MOTION OF AROMATIC SIDE-CHAINS, PICOSECOND FLUORESCENCE, AND INTERNAL ENERGY-TRANSFER IN ESCHERICHIA-COLI THIOREDOXIN STUDIED BY SITE-DIRECTED MUTAGENESIS, TIME-RESOLVED FLUORESCENCE SPECTROSCOPY, AND MOLECULAR-DYNAMICS SIMULATIONS

We have determined the picosecond fluorescence of the four aromatic amino acid residues (W28, W31, Y49, and Y70) in wild-type Escherichia coli thioredoxin (wt Trx) and a mutant Trx with W31 replaced by phenylalanine, Trx-W28-W31F. The internal motions of the four aromatic side chains were also analyzed. We examined the possibility of using internal energy transfer from tyrosine to tryptophan as a measure of long-range distances. The major features of the lifetime distribution of tryptophan fluorescence were unchanged in the W31F mutation, indicating that the environment of W28 is similar in both wt Trx and Trx-W28-W31F. However, the mutation of W31F changed the mobility of W28, situated close to the active-site disulfide/dithiol, but not the mobility of two tyrosines, Y49 and Y70, situated on the other side of the molecule. The mobility of the two tyrosine residues increased upon reduction of the active-site disulfide, indicating a looser structure with reduction.

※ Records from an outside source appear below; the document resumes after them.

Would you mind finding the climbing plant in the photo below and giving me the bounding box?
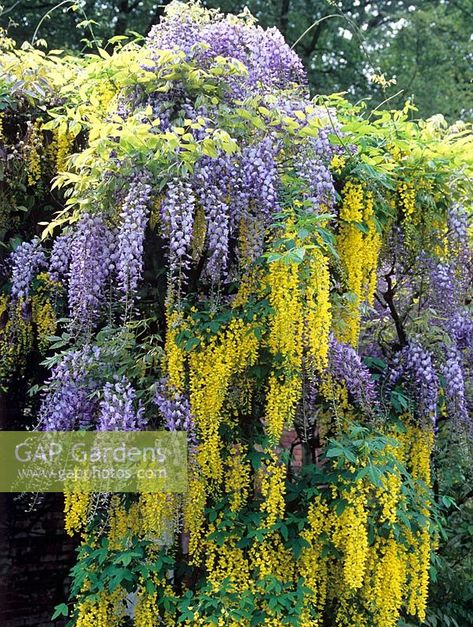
[0,2,473,627]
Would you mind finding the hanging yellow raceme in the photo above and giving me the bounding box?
[337,181,381,346]
[305,248,332,372]
[164,311,186,392]
[265,220,304,443]
[297,496,330,627]
[189,319,258,482]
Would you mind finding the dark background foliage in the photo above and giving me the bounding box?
[0,0,473,122]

This increased motion could also be seen from molecular dynamics simulations. The change in energy transfer rates, as judged by tyrosine fluorescence lifetimes, was in agreement with energy transfer rates calculated from the molecular dynamics simulations. The anisotropy of tryptophan and tyrosine fluorescence could be separated in three parts: (I) overall rotation of the protein (10(-9) s), (II) internal mobility of side chains (10(-10) s), and (III) a very fast relaxation (10(-12) s). We can only experimentally detect this very fast relaxation when the internal motion is not present.